Em seu julgamento, o Ministro Celso de Mello afirmou que o acórdão oriundo do TJSC transgrediu o art. 227 da Constituição da República, eis que a proteção aos direitos da criança e do adolescente deve ser considerada como um dos direitos sociais mais expressivos existentes na Carta Federal, subsumindo-se à noção dos direitos de segunda geração. Continuando o julgamento o referido Ministro afirmou que o Município de Florianópolis estava inadimplente com a satisfação de um dever de prestação positiva, ressaltando que era obrigação do Município criar condições objetivas que viabilizassem, em favor das crianças e adolescentes, com absoluta prioridade, o direito à vida, à saúde, à alimentação, à educação, ao lazer, à profissionalização, à cultura, à dignidade, ao respeito, à liberdade e à convivência familiar e comunitária, além de colocá-los a salvo de toda forma de negligência, discriminação, exploração, violência, crueldade e opressão, nos termos do art. 227, caput, da Constituição da República.

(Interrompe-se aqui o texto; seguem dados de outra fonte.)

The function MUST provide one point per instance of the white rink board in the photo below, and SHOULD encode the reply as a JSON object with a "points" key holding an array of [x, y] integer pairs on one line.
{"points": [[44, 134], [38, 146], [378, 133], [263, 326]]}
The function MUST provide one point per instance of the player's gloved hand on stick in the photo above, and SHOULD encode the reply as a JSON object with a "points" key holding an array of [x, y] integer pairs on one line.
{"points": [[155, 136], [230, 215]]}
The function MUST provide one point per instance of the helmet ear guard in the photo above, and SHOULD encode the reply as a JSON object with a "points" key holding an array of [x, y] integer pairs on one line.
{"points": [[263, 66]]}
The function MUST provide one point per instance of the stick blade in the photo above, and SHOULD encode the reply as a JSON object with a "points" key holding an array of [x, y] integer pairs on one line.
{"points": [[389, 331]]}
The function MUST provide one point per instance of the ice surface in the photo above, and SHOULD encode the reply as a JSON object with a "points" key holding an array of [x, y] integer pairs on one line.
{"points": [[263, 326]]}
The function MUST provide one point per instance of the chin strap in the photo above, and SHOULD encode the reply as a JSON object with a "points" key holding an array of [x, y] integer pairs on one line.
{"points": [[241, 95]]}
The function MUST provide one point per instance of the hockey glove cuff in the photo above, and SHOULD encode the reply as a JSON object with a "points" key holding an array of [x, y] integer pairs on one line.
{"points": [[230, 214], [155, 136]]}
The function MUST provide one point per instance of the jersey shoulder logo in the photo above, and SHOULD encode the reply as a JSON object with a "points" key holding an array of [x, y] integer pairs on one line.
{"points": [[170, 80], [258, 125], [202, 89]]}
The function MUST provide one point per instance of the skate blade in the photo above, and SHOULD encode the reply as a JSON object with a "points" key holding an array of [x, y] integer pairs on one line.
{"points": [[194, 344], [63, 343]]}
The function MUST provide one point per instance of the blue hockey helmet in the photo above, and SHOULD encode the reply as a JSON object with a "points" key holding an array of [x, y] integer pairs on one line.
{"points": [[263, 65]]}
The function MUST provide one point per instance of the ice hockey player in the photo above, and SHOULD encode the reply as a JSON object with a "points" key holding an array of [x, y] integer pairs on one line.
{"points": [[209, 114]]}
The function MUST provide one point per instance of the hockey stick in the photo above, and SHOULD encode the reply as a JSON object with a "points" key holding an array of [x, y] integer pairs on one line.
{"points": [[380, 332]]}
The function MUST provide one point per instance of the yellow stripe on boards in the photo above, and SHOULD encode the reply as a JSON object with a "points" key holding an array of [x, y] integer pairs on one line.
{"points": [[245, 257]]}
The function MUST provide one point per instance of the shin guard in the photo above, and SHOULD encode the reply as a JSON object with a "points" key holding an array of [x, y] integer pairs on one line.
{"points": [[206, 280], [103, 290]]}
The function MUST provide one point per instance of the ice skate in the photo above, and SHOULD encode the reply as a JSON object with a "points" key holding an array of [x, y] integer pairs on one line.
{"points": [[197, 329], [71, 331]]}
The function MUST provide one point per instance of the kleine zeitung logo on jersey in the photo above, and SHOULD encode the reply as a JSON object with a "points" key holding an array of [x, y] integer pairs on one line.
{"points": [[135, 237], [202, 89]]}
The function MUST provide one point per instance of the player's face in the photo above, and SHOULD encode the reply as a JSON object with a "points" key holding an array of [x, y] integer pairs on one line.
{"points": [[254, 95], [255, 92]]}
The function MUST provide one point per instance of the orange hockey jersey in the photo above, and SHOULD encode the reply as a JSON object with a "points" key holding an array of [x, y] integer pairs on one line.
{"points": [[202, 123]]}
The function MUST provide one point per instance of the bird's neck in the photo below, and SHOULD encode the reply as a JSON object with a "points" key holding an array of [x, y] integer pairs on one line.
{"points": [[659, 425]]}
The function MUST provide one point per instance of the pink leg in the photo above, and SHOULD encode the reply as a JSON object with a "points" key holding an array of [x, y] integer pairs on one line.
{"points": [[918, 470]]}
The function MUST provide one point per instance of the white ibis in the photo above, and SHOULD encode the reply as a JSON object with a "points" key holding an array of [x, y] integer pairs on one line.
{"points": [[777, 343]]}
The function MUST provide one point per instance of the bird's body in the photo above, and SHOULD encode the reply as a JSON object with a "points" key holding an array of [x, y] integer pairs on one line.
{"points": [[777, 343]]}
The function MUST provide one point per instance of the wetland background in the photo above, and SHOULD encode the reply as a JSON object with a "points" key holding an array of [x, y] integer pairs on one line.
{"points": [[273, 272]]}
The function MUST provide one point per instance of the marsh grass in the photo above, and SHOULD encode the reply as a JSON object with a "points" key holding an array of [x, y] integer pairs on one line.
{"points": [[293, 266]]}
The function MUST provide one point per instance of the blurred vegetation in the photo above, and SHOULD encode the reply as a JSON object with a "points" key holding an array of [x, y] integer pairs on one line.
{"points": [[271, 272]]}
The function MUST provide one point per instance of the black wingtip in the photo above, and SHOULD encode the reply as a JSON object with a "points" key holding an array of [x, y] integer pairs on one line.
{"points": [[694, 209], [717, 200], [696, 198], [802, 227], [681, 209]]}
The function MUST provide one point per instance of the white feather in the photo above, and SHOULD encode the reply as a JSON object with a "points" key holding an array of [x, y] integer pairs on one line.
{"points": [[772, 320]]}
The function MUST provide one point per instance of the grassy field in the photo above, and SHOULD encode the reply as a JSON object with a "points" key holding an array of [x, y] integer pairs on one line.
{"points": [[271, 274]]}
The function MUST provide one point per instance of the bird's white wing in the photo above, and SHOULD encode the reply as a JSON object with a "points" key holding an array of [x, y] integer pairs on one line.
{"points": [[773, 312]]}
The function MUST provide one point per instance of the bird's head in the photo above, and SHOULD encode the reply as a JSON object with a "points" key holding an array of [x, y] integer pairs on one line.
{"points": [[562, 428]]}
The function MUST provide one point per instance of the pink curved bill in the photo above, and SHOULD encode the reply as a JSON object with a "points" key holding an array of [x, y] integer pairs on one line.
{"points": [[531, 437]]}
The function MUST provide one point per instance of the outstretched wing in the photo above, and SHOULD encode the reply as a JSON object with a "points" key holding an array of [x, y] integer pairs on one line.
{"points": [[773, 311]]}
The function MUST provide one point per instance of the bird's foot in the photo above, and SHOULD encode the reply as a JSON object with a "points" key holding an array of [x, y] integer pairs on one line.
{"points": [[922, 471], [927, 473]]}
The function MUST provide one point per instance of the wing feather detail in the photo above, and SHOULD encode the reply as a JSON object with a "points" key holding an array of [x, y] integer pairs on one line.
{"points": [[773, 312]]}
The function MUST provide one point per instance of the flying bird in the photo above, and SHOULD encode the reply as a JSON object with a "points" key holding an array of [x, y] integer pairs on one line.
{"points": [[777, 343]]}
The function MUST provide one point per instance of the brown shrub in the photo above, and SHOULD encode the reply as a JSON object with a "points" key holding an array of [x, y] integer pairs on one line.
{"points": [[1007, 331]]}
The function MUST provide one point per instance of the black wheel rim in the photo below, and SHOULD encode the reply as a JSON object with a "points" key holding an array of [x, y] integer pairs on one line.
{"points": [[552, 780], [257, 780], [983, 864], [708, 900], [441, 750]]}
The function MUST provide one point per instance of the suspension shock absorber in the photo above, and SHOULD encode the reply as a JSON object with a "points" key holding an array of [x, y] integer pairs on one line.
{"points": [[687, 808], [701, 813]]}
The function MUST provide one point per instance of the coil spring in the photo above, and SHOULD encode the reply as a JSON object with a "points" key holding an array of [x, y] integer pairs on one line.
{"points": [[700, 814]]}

Dentre outras razões, o Ministro afirmou que em julgamentos onde se discute a concretização de políticas públicas garantidoras dos direitos infanto-juvenis, o Supremo Tribunal Federal considerando a dimensão política da jurisdição constitucional outorgada a

referida Corte, não pode omitir-se do gravíssimo encargo de tornar efetivos os direitos econômicos, sociais e culturais, que se identificam - enquanto direitos de segunda geração - com as liberdades positivas, reais ou concretas. Ressaltou, também, que o administrador não tem discricionariedade para deliberar sobre a oportunidade e conveniência de implementação de políticas públicas discriminadas na ordem social constitucional, pois a necessidade de implementação das referidas políticas públicas já foi objeto de deliberação por parte do Constituinte e do legislador infraconstitucional que elaborou as normas de integração.

Em seu arremate, o Ministério Celso de Mello destacou que o Supremo Tribunal Federal, ao suprir as omissões inconstitucionais dos órgãos estatais e ao adotar medidas que objetivam restaurar a Constituição violada pela inércia dos Poderes do Estado, nada mais faz senão cumprir a sua missão institucional e demonstrar, com esse gesto, o respeito incondicional que tem pela autoridade da Lei Fundamental da República, ressaltando que o suprimento de omissões inconstitucionais, realizada em sede jurisdicional, notadamente quando emanada da Corte Suprema, torna-se uma necessidade institucional, quando os órgãos do Poder Público se omitem ou retardam, excessivamente, o cumprimento de obrigações a que estão sujeitos por expressa determinação do próprio estatuto constitucional, ainda mais se se tiver presente que o Poder Judiciário, tratando-se de comportamentos estatais ofensivos à Constituição, não pode se reduzir a uma posição de pura passividade.